Latin <- "Pleuronectes platessa"
ca %>% 
  filter(latin == Latin) %>% 
  ggplot(aes(length, wgt)) +
  geom_point(size = 0.5, colour = "red")

This is a classical nonlinear relationship. One may want to think about fitting that type of a model directly to the variables.

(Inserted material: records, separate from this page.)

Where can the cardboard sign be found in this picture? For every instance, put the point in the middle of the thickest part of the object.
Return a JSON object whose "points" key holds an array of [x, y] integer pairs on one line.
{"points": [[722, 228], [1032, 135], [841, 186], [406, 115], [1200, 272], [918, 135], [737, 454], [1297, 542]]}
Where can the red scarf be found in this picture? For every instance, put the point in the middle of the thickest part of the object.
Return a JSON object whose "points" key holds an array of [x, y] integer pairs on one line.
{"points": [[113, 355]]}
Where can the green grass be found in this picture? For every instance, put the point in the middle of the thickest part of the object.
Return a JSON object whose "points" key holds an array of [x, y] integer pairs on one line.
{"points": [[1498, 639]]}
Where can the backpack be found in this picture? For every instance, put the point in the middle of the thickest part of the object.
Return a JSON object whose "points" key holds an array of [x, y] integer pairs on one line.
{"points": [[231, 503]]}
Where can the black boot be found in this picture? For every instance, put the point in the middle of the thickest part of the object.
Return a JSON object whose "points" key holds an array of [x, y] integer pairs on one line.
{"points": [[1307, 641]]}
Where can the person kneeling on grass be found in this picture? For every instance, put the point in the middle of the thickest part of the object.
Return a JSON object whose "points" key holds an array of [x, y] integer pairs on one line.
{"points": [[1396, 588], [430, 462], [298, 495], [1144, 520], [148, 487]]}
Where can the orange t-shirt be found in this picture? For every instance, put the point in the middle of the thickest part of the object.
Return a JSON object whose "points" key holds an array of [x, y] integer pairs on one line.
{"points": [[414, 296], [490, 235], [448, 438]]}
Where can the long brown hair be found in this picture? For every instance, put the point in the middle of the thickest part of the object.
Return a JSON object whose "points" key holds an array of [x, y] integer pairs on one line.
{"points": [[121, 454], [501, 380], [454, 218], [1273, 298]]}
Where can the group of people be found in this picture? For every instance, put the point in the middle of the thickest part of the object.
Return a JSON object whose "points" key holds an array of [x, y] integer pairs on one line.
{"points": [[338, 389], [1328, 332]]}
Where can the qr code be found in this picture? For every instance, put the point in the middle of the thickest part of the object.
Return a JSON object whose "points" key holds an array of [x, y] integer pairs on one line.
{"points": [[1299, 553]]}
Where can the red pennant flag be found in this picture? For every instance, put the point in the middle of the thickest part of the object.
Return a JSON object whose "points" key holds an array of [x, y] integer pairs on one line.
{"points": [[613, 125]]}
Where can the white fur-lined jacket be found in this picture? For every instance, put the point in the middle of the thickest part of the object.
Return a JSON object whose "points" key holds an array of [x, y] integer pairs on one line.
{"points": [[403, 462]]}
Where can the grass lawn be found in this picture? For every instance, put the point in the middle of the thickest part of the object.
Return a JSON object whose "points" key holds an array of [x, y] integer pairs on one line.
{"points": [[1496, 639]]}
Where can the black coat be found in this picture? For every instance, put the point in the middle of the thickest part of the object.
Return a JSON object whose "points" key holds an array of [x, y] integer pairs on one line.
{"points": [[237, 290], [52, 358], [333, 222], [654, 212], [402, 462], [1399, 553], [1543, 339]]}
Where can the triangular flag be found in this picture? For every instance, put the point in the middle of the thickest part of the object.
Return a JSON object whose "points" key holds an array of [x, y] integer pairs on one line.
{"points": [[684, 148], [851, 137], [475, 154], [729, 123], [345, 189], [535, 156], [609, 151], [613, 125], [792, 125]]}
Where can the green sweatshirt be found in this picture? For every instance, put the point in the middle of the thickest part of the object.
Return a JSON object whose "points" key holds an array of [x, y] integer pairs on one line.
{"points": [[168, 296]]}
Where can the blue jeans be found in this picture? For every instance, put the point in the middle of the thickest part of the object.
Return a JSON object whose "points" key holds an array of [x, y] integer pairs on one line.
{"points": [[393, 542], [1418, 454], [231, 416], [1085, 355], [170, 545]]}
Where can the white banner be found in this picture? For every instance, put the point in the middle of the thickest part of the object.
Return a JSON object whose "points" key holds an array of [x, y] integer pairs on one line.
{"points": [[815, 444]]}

However, there are indication that the variance in the dependent variable (weight) increases with the value of the independent variable (length). This becomes more apparent if we visualize the data using the following code:

ca %>% 
  filter(latin == Latin) %>% 
  mutate(length = cut(length, breaks = seq(0, 60, by = 5))) %>% 
  filter(!is.na(length)) %>% 
  ggplot(aes(wgt)) +
  geom_density() +
  facet_grid(. ~ length, scale = "free_x") +
  scale_y_continuous(NULL, NULL) +
  coord_flip() +
  labs(x = "Weight [g]",
       title = "Density distribution of weight by length classes",
       subtitle = Latin)

Lets take a peek at log-tranformed data:

ca %>% 
  filter(latin == Latin) %>% 
  ggplot(aes(length, wgt)) +
  geom_point(size = 0.5, colour = "red") +
  scale_x_log10() +
  scale_y_log10()

This looks more like it - the variance in the log-weight is now more independent of length. So lets estimate the parameters of such a model:

d <-
  ca %>% 
  filter(latin == Latin) %>% 
  dplyr::select(length, wgt) %>% 
  drop_na()
fit <- lm(log(wgt) ~ log(length), data = d)

The parameters can be "viewed" by the usual printing of the object:

fit

And the summary of the model output can be "viewed" by the usual call on the summary-function:

summary(fit)

Not surprisingly the model fit is highly significant, if only because the large number of observations.

But lets plot the fit:

aug.dat <- 
  d %>% 
  add_predictions(fit) %>% 
  add_residuals(fit)
## plot predictions, note we need transform predictions back to non-log space
aug.dat %>%   
  ggplot(aes(length, wgt)) + 
  geom_point(size = 0.5, colour = "red") + 
  geom_line(aes(y = exp(pred)), colour = 'blue')

To plot a histgram of the residuals we just do (trimming some extremes):

aug.dat %>% 
  mutate(resid = ifelse(resid <= -0.5, -0.5, resid),
         resid = ifelse(resid >=  0.5,  0.5, resid)) %>% 
  ggplot(aes(resid)) +
  geom_histogram()

Distribution of the residuals along the dependent variable can be visualised via:

aug.dat %>% 
  mutate(length = round(length)) %>% 
  ggplot(aes(factor(length), resid)) +
  geom_violin() +
  geom_hline(yintercept = 0, colour = "red")

So some caution seems warranted with respect the predicting weigth of the smallest and particularily the largest fish - some overestimation may occur - and hence bias in the any biomass statistics delivered.